Study of Psilocybin for Anorexia in Young Adults
This is a single site trial of psilocybin therapy for the treatment of refractory Anorexia Nervosa in young adults. The psilocybin therapy will include three preparatory sessions, psilocybin dosing session one (20mg), two integration sessions, psilocybin dosing session two (up to 30mg), and four final integration sessions. Eating disorder symptoms will be measured pre and post treatment. One to two family member(s) of each young adult participant will be enrolled in the study. One of which will be required to attend a portion of two preparatory sessions and a portion of two integration sessions and receive psychoeducation about supporting the young adult participant through preparation and integration for psilocybin therapy. Investigators hypothesize that psilocybin will increase cognitive flexibility and that this increase will predict long-term changes in cognitive rigidity, habitual eating, and exercise behaviors in patients with Anorexia Nervosa.
• Able to understand and provide informed consent.
• Between 18 and 25 years old at time of screening.
• Meets Diagnostic and Statistical Manual (DSM-5) criteria for any type of Anorexia Nervosa
• Currently experiencing symptoms of Anorexia Nervosa
• Persistence of Anorexia Nervosa diagnosis after at least one attempt of eating disorder focused treatment or higher level of care
• Comfortable reading and writing in English
• Have no anticipated changes in medication or surgical procedures for trial duration
• Commit to attend all in-person and remote study visits and participate in all data collection procedures
• Able to identify one or two family members or close friends to co-enroll in the study, who will be required to participate in select therapy sessions.

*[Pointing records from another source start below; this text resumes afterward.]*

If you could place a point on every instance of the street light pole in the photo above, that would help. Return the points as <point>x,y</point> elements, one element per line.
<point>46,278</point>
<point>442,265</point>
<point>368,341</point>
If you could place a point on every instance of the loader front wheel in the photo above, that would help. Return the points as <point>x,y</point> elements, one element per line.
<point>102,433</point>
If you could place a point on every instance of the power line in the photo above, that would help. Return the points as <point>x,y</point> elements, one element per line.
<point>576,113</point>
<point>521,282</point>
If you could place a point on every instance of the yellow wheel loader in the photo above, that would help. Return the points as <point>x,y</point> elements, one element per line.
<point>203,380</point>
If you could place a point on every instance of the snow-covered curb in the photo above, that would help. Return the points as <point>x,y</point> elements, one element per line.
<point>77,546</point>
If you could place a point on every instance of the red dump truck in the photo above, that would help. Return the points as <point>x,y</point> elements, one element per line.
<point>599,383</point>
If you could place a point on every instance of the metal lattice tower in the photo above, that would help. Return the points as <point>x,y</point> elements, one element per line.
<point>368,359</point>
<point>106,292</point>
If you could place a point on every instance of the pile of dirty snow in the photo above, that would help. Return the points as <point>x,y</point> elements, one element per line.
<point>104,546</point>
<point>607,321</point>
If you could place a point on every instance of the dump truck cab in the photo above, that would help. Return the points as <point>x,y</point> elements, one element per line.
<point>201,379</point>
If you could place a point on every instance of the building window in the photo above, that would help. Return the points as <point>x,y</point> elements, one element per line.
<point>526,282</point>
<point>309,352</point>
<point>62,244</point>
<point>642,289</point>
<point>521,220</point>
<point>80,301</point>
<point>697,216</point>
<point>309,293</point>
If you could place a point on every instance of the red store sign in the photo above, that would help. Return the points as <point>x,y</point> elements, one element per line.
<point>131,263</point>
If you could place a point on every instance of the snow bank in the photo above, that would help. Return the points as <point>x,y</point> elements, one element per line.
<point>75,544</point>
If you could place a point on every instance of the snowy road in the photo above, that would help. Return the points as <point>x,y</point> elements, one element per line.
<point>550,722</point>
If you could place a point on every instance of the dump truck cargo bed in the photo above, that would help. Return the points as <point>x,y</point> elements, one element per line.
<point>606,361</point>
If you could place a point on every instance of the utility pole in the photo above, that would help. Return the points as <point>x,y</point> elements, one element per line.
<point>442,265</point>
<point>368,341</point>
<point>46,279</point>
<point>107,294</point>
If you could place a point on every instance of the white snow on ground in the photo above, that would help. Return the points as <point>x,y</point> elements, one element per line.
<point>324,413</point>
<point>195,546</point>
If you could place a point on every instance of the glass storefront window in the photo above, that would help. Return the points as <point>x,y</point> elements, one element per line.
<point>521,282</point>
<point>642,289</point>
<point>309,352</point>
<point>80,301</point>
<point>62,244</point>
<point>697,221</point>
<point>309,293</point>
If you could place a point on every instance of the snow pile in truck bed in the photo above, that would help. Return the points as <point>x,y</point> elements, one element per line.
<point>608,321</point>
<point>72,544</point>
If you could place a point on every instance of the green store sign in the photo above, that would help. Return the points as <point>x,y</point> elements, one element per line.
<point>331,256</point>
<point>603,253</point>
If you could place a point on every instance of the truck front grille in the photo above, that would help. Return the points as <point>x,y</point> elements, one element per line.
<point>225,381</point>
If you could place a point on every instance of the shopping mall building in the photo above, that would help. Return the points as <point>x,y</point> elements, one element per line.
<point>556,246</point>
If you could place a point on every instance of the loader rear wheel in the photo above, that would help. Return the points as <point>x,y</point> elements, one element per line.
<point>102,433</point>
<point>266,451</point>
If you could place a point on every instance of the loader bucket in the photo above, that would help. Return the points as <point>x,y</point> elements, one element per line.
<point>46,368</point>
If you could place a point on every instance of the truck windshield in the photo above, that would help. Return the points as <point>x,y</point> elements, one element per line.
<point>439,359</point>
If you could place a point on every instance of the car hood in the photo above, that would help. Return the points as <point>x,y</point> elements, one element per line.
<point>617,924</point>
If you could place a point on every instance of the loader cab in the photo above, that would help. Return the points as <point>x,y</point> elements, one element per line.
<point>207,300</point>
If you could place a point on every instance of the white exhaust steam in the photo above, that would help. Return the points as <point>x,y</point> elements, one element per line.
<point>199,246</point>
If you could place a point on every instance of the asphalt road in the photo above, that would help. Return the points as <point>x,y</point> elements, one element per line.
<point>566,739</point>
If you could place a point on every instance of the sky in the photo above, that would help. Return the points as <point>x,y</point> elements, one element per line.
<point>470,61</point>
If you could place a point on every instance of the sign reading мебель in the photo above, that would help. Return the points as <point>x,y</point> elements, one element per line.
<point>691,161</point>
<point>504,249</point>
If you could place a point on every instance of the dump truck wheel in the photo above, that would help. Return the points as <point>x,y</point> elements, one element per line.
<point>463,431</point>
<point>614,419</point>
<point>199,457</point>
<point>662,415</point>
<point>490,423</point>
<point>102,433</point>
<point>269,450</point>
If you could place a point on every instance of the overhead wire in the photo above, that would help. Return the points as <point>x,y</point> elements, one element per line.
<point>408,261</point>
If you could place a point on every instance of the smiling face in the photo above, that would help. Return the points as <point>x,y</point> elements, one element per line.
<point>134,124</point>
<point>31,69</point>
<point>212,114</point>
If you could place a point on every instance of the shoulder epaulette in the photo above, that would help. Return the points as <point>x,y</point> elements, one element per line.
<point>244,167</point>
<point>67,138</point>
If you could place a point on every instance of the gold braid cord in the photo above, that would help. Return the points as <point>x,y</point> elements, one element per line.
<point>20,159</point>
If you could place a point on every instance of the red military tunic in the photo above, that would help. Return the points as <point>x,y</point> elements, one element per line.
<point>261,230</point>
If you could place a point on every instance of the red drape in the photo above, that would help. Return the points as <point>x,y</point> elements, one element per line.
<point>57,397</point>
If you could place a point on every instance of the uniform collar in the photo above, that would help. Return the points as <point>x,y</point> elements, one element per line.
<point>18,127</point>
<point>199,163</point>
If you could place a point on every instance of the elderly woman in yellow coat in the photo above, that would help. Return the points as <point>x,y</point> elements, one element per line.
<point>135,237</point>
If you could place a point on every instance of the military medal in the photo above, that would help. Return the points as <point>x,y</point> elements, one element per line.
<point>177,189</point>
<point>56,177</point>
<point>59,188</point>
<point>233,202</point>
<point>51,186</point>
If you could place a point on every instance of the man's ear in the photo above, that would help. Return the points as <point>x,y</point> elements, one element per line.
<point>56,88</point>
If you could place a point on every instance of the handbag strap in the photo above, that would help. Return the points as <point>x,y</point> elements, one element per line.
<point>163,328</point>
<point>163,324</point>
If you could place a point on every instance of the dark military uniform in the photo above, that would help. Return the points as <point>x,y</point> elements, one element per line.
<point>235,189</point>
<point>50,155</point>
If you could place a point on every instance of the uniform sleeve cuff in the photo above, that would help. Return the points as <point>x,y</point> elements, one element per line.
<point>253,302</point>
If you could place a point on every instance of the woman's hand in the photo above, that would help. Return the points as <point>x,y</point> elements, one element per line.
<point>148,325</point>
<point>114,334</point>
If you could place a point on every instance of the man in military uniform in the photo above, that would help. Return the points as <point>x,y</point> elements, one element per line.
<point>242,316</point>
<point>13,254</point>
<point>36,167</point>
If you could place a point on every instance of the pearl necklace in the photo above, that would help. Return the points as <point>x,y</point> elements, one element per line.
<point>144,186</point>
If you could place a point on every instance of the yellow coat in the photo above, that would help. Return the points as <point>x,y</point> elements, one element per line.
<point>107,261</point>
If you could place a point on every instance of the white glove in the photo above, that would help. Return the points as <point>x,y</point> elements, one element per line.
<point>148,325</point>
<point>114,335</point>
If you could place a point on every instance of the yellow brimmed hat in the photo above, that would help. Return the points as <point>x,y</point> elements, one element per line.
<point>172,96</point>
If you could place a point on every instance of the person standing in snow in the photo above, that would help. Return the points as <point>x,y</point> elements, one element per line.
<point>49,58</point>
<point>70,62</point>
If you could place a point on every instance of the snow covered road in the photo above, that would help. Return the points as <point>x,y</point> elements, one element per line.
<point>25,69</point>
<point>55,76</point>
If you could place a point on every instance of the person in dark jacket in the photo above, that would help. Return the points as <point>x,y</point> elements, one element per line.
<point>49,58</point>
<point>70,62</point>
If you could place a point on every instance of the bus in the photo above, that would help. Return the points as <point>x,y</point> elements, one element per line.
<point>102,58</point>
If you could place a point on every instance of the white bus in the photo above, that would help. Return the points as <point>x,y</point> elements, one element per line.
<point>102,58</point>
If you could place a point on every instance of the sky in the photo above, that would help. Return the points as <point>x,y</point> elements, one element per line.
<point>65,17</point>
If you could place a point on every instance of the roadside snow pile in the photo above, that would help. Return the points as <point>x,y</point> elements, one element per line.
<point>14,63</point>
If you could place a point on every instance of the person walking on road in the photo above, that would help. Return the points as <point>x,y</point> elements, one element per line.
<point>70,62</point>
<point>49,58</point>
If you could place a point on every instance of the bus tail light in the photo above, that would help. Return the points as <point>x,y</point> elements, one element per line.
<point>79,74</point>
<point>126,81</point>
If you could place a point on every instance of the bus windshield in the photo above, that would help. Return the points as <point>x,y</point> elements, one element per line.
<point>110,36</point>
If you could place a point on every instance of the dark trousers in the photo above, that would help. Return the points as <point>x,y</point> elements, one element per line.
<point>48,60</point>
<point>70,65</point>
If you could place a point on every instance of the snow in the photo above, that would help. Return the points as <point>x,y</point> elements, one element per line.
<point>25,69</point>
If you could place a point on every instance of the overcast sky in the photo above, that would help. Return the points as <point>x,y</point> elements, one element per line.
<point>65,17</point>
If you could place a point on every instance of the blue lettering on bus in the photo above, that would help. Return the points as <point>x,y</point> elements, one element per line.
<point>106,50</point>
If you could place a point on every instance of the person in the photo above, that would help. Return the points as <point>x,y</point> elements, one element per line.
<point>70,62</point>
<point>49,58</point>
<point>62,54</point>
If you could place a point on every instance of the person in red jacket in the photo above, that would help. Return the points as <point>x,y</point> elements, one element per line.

The co-enrolled family member and/or another non-enrolled family member must be willing and able to pick them up and stay with them overnight on dosing days.
• Agree to use a highly effective form of contraception for two weeks prior to starting the study and one month after finishing the study.
• Agree that for one week preceding each psilocybin session, they will refrain from taking any nonprescription medication, nutritional supplement, or herbal supplement except when approved by the research team. Exceptions will be evaluated by the research team and will include acetaminophen, non-steroidal anti-inflammatory drugs, and common doses of vitamins and minerals.
• Agree to consume approximately the same amount of caffeine-containing beverages (e.g., coffee, tea) that they usually consume before arriving at the research unit on the mornings of psilocybin administration sessions. If the young adult participant does not routinely consume caffeinated beverages, they must agree not to do so prior to psilocybin administration sessions.